MIT 6.5950 Secure Hardware Design – An open-source course on hardware attacks

255 points by imakwana 3 months ago | 19 comments
  • ignoramous 3 months ago
    If you're looking for a quick overview, Satnam Singh who worked at Google on Silver Oak / OpenTitan, gave an interesting 50m talk related to his work: https://youtube.com/watch?v=ujmgPCIWuU4 / mirror: https://ghostarchive.org/varchive/ujmgPCIWuU4 [summary: https://g.co/gemini/share/07c6439e8a78 / mirror: https://archive.vn/51k4y]

    OpenTitan (RISC-V based tamper-resistant open specification RoT/TPM/SE) themselves have a neat write-up on designing against hardware attacks: https://opentitan.org/book/doc/security/implementation_guide... / mirror: https://archive.vn/UqAVo

    • imakwana 3 months ago
      Thanks for sharing these links. Very interesting to explore this topic further.

      I came across Satnam Singh's work first while learning about the Lava language/framework for FPGAs, glad to discover his more recent work.

    • klop1 3 months ago
      I actually did these a while ago. Courses taught me a lot and have recommended it to friends since. Very grateful for the course team for making everything public :)
      • Akhilmurali 3 months ago
        Hey! I was curious how did you get access to the lectures? You said that the material is public, can you please help me locate the lecture vidoes?
    • oytis 3 months ago
      Somewhat unrelated, but - is it just me or do other people notice too, that whenever a major university publishes course materials online, the instructors there are normally very young? It wasn't like that a while ago, e.g. when Coursera started, or it is not like that if you look at older MIT videos.

      Does it reflect university teachers getting younger? Or younger teachers tend to give more effort to putting everything online? Or did my perception change with age?

      • porridgeraisin 3 months ago
        Younger teachers get "out there" for the same class of reasons software developers today want to be more "out there" - website,twitter,etc - compared to the relatively quieter personal websites of the last generation.
        • jprx 3 months ago
          Personally, I learned programming when I was a kid by watching YouTube tutorials + reading random Internet sources. When helping build SHD, it was important to me that we "paid it forward" & made all our lab materials open for everyone to learn from.

          Hopefully someone out there finds it useful!

          • StefanBatory 3 months ago
            From my experience at uni, it was the young teachers that cared. Older ones would go through motions, teaching us what was the state of programming 20-30 years ago ;)
          • mettamage 3 months ago
            Reminds me of hardware security at VUSEC Amsterdam :)

            Good times!

            • 3 months ago
              • brcmthrowaway 3 months ago
                Does this include Spectre?
                • jprx 3 months ago
                  Yes!

                  Our labs include building your own real spectre attack against the kernel, bypassing ASLR and building ROP chains with various side channels, finding and exploiting backdoors in a RISC-V CPU by building a hardware fuzzer, and more.
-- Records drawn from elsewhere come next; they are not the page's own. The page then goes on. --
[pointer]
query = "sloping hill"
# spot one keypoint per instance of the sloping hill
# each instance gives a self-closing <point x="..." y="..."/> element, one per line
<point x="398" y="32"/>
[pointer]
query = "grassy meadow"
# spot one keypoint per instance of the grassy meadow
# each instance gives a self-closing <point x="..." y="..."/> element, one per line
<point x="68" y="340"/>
                  (source: I designed the Spectre lab plus a few others)

                  All our labs are fully open source for anyone to try: https://github.com/MATCHA-MIT/SHD-StarterCode

                  If you give them a try, please do let us know what you think! We genuinely want these activities to be fun and approachable (we designed them like a big CTF) and welcome feedback from the community.

                  • SilverSlash 3 months ago
                    Any plans to make lecture videos available as well?
                    • brcmthrowaway 3 months ago
                      Do you support arm64e?
                      • jprx 3 months ago
                        We teach using Intel X86_64 CPUs for a variety of reasons

                        - Most academic research has been done on Intel systems, so it's easier for students reading papers to relate to their experiences in the labs

                        - X86_64 provides convenient cache flush and cycle measurement instructions in userspace

                        - Intel's strongly ordered memory model and cache inclusion policy makes cross-core side channels simpler to reason about

                        - Practically, it's easier to scale up server infrastructure on Intel (you can do most of the labs on inexpensive Intel-based Linux systems)
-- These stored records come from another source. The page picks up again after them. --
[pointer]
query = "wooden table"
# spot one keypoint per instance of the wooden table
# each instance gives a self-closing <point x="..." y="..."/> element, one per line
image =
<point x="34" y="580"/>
                        - For Rowhammer, our students attack one particular kind of DRAM that we have profiled and know works well with our machines

                        - Note that AMD's cache inclusion policy differs from Intel's- we only support Intel chips for now

                        Down the road I could see us moving to ARM for a few labs (perhaps a future PACMAN attack lab...?)

                    • LPisGood 3 months ago
                      It starts with necessary background into cache side channels and covers transient execution attacks like Spectre.